Genesis 44:5. That it is a divining cup adds the guilt of sacrilege and the peril of meddling with the uncanny. Whether Joseph really used it in divination (cf. Genesis 44:15) or merely heightened their terror by claiming to do so is not clear.
Genesis 44:20. a little one: in Genesis 46:21 he is at the time father of ten sons, and assuming that Joseph had been twenty-two years in Egypt (Genesis 37:2, Genesis 41:46; Genesis 41:53, Genesis 45:6) and that Benjamin was born before Joseph was sold, he must have been more than twenty-two. The difficulty is greatly mitigated if P's chronology is set aside, and J may have regarded Benjamin as born after the sale of Joseph.
Genesis 44:30. Read mg.
XLV. Joseph Discloses his Identity and Sends for Jacob.—J and E are here closely united, E being the leading source.
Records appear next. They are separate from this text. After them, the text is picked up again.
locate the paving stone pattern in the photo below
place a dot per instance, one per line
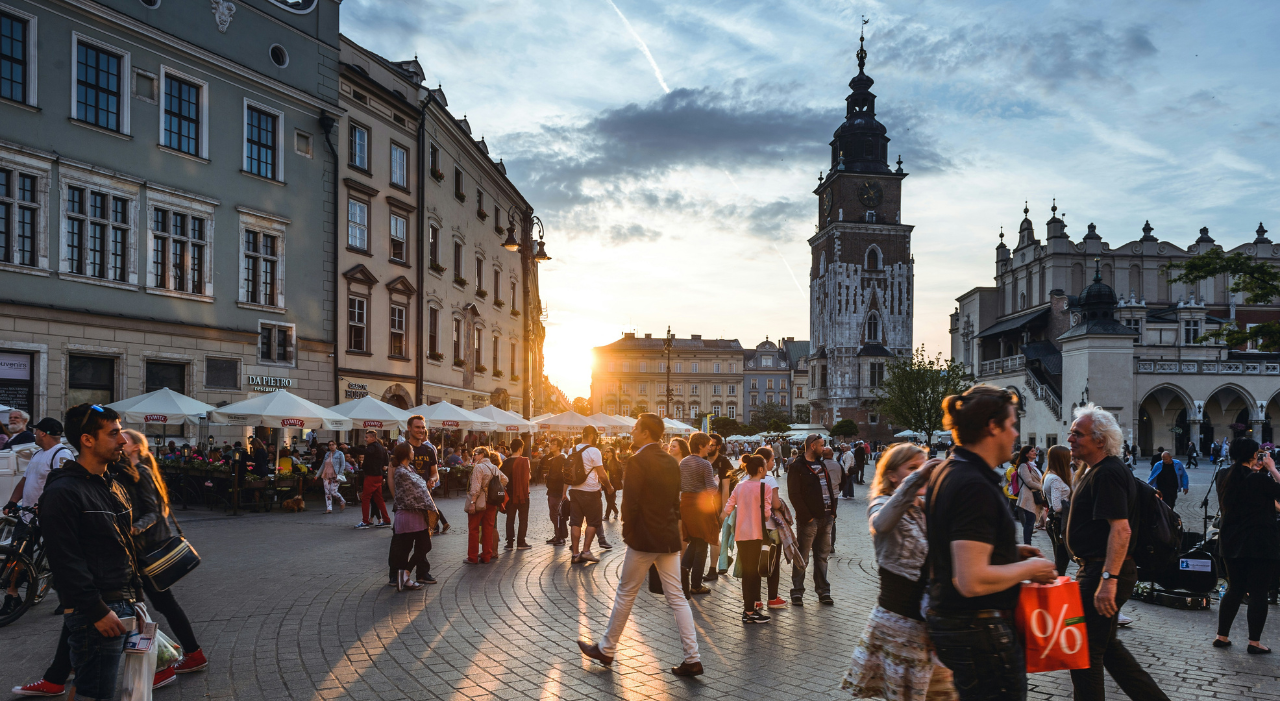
(297, 606)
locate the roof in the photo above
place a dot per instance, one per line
(1014, 322)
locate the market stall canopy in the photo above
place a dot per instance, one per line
(507, 421)
(448, 416)
(279, 409)
(373, 413)
(163, 406)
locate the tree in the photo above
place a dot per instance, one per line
(1257, 280)
(771, 417)
(845, 427)
(914, 388)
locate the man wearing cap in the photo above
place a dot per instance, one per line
(812, 490)
(51, 456)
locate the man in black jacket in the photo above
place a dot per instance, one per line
(86, 522)
(812, 489)
(650, 527)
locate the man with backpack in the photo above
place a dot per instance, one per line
(585, 476)
(1100, 535)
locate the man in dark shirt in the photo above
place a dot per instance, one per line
(1098, 535)
(977, 564)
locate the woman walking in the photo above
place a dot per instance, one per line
(754, 503)
(1249, 539)
(412, 537)
(1057, 493)
(150, 518)
(895, 659)
(481, 516)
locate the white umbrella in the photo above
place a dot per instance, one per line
(566, 421)
(507, 421)
(163, 406)
(369, 412)
(279, 409)
(448, 416)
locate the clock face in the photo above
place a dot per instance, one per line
(871, 195)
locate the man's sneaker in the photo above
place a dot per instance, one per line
(191, 661)
(164, 677)
(40, 688)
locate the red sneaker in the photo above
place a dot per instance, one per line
(164, 677)
(40, 688)
(191, 661)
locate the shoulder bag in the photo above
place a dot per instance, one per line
(164, 566)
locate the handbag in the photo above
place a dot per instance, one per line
(164, 566)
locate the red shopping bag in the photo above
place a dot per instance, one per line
(1051, 619)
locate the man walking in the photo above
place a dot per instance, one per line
(373, 467)
(650, 528)
(1098, 535)
(1168, 476)
(813, 499)
(516, 467)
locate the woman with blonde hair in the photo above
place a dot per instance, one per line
(895, 659)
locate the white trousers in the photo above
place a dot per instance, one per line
(635, 571)
(330, 491)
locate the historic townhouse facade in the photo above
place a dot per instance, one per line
(164, 218)
(1082, 321)
(630, 375)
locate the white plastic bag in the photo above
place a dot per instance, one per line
(140, 661)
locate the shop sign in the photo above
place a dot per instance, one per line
(261, 383)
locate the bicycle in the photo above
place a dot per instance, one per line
(24, 566)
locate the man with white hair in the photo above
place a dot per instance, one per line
(18, 431)
(1098, 536)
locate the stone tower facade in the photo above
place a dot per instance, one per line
(862, 271)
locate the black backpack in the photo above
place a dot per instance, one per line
(575, 471)
(1159, 537)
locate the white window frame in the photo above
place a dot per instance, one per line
(192, 206)
(263, 223)
(82, 175)
(204, 111)
(279, 140)
(126, 76)
(32, 56)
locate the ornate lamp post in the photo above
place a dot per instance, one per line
(529, 253)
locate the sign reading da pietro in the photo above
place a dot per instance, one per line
(261, 383)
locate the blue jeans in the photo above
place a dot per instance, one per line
(96, 659)
(983, 654)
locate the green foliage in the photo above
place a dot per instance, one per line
(914, 388)
(1257, 280)
(845, 427)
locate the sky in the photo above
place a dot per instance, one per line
(671, 149)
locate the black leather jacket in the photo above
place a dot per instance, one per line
(86, 519)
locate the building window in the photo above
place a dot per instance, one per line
(275, 343)
(97, 86)
(261, 260)
(182, 115)
(357, 324)
(400, 238)
(260, 156)
(357, 224)
(357, 147)
(397, 322)
(13, 58)
(400, 165)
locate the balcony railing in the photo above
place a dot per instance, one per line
(1004, 365)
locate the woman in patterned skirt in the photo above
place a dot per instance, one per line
(895, 659)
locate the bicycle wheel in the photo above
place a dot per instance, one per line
(16, 569)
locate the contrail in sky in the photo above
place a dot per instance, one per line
(644, 47)
(789, 269)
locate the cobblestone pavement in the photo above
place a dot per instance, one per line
(296, 606)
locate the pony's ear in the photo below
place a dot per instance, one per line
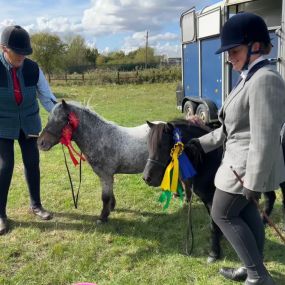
(64, 105)
(150, 124)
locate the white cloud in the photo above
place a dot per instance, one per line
(111, 16)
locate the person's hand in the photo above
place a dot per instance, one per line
(251, 195)
(194, 152)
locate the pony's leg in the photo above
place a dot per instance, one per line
(187, 187)
(108, 198)
(270, 198)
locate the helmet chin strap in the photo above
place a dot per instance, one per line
(249, 53)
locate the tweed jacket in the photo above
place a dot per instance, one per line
(252, 117)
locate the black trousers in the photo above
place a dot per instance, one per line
(241, 224)
(30, 156)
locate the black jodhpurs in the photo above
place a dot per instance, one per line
(30, 156)
(241, 224)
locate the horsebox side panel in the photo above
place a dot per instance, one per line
(191, 69)
(211, 67)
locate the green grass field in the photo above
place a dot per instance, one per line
(141, 244)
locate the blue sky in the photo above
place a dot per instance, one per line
(108, 25)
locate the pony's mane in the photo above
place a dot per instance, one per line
(86, 109)
(157, 131)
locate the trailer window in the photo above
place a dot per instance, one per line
(188, 26)
(270, 11)
(209, 23)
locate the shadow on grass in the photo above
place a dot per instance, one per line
(165, 231)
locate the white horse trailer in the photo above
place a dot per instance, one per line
(208, 78)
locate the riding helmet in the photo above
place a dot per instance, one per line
(17, 39)
(243, 28)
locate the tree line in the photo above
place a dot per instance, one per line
(55, 55)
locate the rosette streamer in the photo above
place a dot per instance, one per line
(179, 166)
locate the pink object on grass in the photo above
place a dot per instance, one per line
(85, 283)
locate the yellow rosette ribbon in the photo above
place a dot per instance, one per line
(170, 182)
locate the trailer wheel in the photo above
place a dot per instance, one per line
(189, 109)
(203, 113)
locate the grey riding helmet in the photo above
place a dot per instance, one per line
(243, 28)
(17, 39)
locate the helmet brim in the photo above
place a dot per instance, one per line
(226, 48)
(26, 51)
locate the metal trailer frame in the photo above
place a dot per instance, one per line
(193, 97)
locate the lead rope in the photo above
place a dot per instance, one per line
(74, 197)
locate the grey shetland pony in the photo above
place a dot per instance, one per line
(107, 147)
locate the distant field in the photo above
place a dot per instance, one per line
(141, 244)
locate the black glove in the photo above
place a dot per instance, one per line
(195, 152)
(251, 195)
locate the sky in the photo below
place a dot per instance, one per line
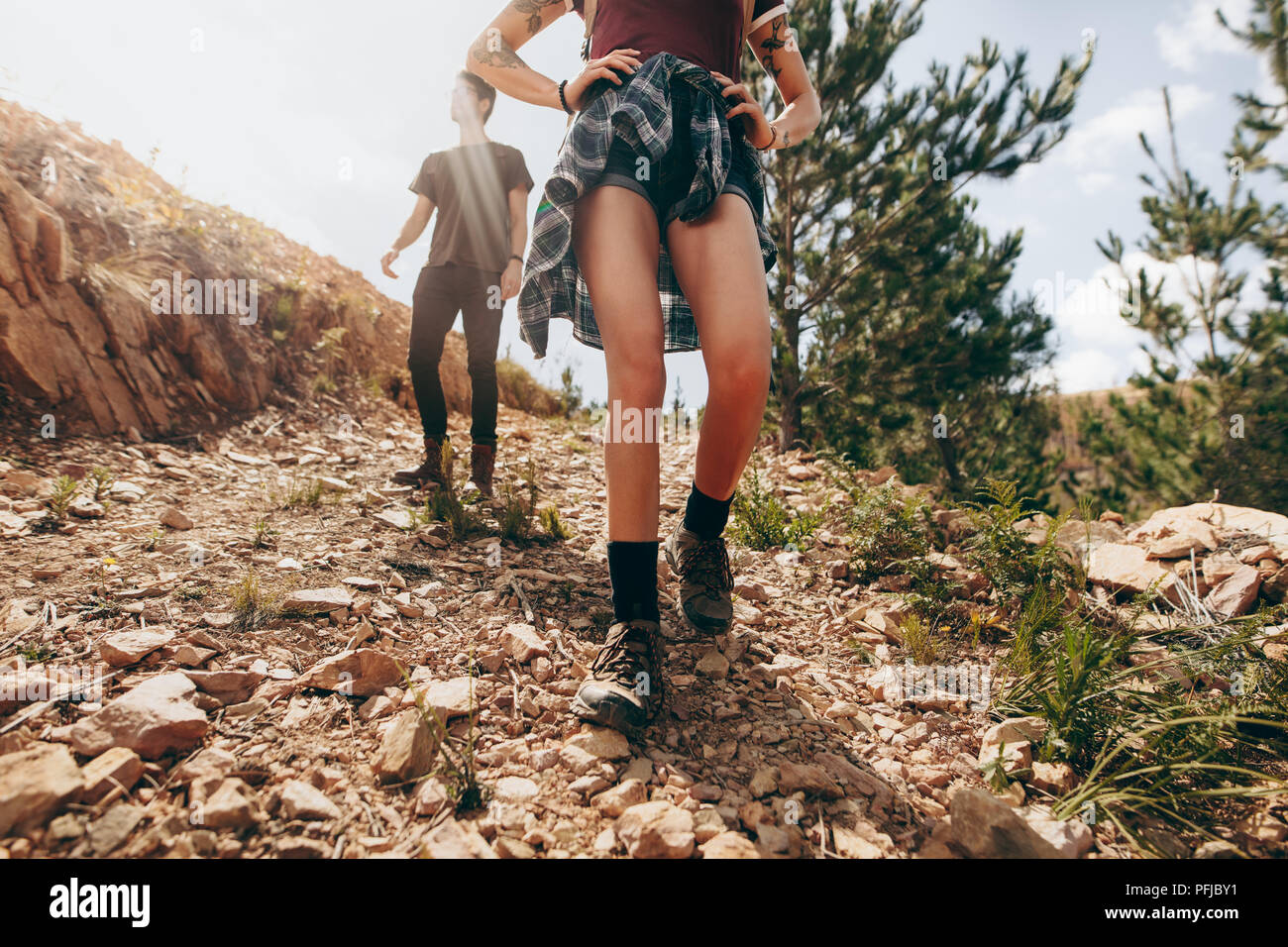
(313, 116)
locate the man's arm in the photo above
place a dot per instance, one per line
(513, 275)
(410, 234)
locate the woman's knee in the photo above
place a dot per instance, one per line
(639, 379)
(739, 379)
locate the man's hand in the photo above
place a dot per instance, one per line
(386, 261)
(510, 279)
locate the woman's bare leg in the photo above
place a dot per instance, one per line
(721, 272)
(616, 241)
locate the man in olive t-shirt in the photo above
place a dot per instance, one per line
(476, 263)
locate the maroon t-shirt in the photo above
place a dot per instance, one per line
(707, 33)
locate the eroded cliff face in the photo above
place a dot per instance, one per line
(89, 235)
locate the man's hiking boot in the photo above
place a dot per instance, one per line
(623, 688)
(706, 581)
(482, 462)
(428, 474)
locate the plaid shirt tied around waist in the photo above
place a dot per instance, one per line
(640, 112)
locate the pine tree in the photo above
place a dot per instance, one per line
(1211, 412)
(867, 209)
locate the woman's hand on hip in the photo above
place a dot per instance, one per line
(755, 124)
(605, 67)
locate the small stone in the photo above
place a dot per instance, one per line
(360, 673)
(317, 600)
(114, 827)
(123, 648)
(656, 830)
(116, 768)
(523, 643)
(301, 800)
(452, 840)
(600, 742)
(713, 665)
(228, 806)
(616, 800)
(729, 845)
(175, 519)
(515, 789)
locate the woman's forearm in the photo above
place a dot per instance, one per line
(798, 120)
(492, 58)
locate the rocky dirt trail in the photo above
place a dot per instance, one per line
(286, 723)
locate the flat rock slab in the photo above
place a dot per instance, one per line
(317, 600)
(35, 784)
(153, 719)
(124, 648)
(361, 673)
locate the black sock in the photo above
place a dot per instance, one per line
(632, 571)
(704, 515)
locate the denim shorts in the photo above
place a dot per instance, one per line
(666, 187)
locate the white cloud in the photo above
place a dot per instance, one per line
(1094, 147)
(1190, 34)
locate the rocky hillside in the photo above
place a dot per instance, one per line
(233, 651)
(88, 235)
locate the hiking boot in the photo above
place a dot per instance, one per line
(623, 688)
(706, 581)
(482, 462)
(430, 474)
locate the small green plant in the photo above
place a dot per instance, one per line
(263, 532)
(518, 506)
(456, 766)
(101, 480)
(1004, 554)
(553, 525)
(303, 493)
(445, 506)
(63, 492)
(918, 639)
(254, 605)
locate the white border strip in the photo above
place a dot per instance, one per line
(765, 17)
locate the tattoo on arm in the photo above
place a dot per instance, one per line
(532, 11)
(772, 44)
(493, 51)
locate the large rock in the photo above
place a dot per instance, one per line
(35, 784)
(983, 826)
(153, 719)
(317, 600)
(656, 830)
(1236, 592)
(407, 749)
(1127, 569)
(1219, 518)
(24, 685)
(226, 686)
(360, 673)
(117, 768)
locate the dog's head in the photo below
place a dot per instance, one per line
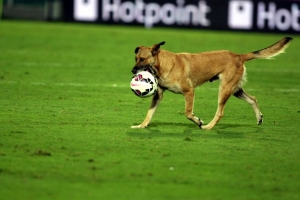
(145, 58)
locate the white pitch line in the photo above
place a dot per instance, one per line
(115, 85)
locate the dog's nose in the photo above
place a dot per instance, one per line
(134, 70)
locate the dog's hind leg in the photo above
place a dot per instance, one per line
(154, 104)
(189, 106)
(241, 94)
(224, 94)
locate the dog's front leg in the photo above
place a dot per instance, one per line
(189, 107)
(154, 104)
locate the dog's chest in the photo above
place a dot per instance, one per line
(172, 86)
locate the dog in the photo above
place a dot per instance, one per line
(182, 72)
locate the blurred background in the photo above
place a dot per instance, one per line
(280, 16)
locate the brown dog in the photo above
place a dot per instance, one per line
(182, 72)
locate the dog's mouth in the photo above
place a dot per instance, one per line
(147, 68)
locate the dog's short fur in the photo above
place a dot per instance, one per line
(182, 72)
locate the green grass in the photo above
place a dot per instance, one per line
(66, 110)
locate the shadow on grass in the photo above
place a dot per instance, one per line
(181, 129)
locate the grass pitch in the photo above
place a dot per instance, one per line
(66, 110)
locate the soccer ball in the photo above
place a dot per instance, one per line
(143, 84)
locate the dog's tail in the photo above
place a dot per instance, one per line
(269, 52)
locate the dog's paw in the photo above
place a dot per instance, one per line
(260, 120)
(138, 126)
(200, 123)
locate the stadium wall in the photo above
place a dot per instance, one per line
(242, 15)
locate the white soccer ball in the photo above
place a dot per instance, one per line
(143, 84)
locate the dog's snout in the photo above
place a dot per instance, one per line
(134, 70)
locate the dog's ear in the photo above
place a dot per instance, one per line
(136, 50)
(155, 48)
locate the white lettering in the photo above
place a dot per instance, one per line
(152, 13)
(282, 19)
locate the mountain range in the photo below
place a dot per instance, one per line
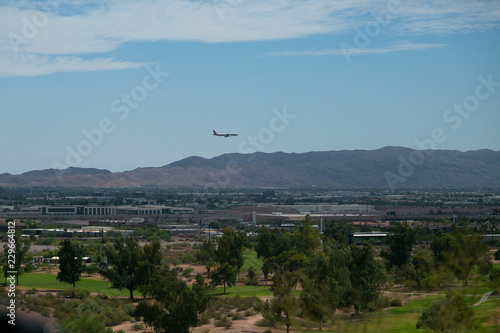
(385, 167)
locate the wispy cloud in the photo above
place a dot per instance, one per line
(401, 46)
(34, 65)
(58, 33)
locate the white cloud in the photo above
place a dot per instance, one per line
(401, 46)
(25, 64)
(59, 34)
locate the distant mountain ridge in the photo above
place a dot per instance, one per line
(384, 167)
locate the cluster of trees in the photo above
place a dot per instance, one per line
(174, 306)
(332, 275)
(449, 256)
(225, 256)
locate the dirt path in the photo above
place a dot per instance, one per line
(484, 298)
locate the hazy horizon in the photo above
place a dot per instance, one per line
(127, 84)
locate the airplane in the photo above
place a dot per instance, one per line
(226, 135)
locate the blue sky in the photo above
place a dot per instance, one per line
(125, 84)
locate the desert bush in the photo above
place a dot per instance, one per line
(224, 322)
(75, 293)
(396, 302)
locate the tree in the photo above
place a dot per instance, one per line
(70, 262)
(325, 283)
(339, 231)
(284, 306)
(251, 273)
(224, 274)
(19, 249)
(122, 269)
(206, 255)
(466, 249)
(441, 244)
(148, 264)
(400, 245)
(308, 238)
(273, 243)
(450, 314)
(175, 306)
(230, 248)
(367, 276)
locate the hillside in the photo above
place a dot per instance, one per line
(385, 167)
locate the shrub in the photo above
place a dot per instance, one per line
(237, 316)
(224, 322)
(31, 291)
(250, 313)
(396, 302)
(138, 327)
(75, 293)
(187, 272)
(204, 319)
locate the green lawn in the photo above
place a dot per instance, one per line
(49, 281)
(251, 260)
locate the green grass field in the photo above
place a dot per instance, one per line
(49, 281)
(259, 291)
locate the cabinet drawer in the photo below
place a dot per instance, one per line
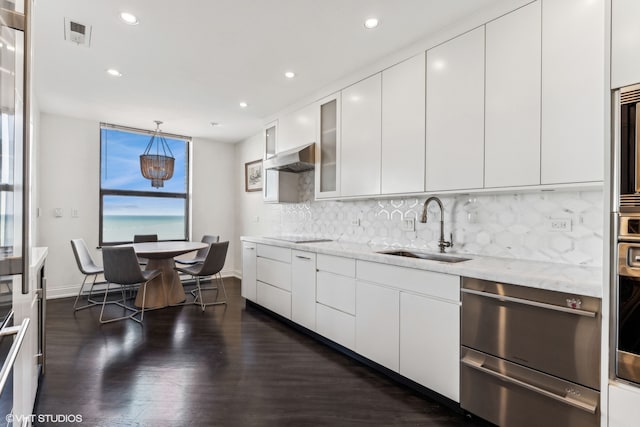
(275, 273)
(437, 285)
(336, 325)
(336, 291)
(274, 252)
(337, 265)
(275, 299)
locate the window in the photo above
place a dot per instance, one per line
(128, 203)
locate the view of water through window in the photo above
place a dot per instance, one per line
(129, 203)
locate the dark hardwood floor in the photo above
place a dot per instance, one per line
(228, 366)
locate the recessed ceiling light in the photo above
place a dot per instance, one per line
(371, 23)
(113, 72)
(129, 18)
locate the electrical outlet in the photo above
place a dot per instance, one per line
(559, 224)
(408, 224)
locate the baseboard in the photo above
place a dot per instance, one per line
(72, 290)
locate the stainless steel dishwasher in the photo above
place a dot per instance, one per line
(529, 357)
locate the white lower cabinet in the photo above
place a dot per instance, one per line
(336, 299)
(336, 325)
(430, 343)
(248, 289)
(274, 298)
(405, 319)
(303, 288)
(624, 405)
(273, 279)
(377, 323)
(423, 309)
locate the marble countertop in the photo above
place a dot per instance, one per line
(568, 278)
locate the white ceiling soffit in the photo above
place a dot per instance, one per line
(191, 63)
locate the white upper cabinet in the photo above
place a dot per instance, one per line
(455, 113)
(403, 127)
(297, 128)
(361, 138)
(270, 139)
(625, 43)
(512, 133)
(573, 91)
(327, 172)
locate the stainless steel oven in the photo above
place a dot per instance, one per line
(626, 217)
(529, 357)
(628, 311)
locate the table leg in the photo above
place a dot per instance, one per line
(164, 290)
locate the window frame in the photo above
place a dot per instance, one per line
(146, 193)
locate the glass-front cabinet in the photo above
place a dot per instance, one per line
(327, 179)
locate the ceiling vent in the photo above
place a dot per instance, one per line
(76, 32)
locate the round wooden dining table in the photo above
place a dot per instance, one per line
(167, 288)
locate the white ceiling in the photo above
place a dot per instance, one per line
(190, 63)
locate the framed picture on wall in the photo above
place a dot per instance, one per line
(253, 176)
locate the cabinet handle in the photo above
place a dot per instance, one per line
(590, 408)
(505, 298)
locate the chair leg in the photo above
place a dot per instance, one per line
(75, 304)
(218, 278)
(104, 303)
(202, 304)
(185, 297)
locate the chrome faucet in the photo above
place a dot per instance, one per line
(441, 243)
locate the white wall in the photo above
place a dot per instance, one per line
(68, 178)
(213, 183)
(253, 216)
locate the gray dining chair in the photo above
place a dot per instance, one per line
(201, 253)
(211, 266)
(88, 267)
(121, 268)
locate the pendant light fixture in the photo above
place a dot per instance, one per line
(157, 165)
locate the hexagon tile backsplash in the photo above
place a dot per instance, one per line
(522, 226)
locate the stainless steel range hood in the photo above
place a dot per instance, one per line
(296, 160)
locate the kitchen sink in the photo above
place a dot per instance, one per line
(422, 255)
It is not worth while to discuss the analysis. Profoundly moved by Judah's noble plea, Joseph can no longer mystify his brothers, or repress his longing to reveal his identity. But this self-disclosure is too intimate, too sacred, to be made while others are present. When they have obeyed his order to depart, he bursts into uncontrolled weeping, and then, to the consternation of the brothers, declares that he is Joseph. In a fine and reassuring speech he bids them not be troubled, for God's hand was in it all, to save them in the famine. Then he tells them to return, inform Jacob, and invite him to come with all his family and possessions. This invitation was endorsed by Pharaoh in most cordial and generous terms. So they go with handsome presents for themselves and their father. The news is too good for Jacob to believe it till he sees the wagons Joseph has sent, and then he is reassured, happy that he will see his long-lost son before his death. It is assumed in Genesis 50:17 that Jacob learnt of the wrong Joseph had suffered from his brothers.
Genesis 44:10. Goshen: a fertile district E. of the Delta and near the frontier, part of what is now known as Wady Tumilat. It is mentioned only in J.
Genesis 44:24 b. Do not dispute about the apportionment of blame for your treatment of me.
Genesis 44:26. his heart fainted: his mind was too numb to grasp it.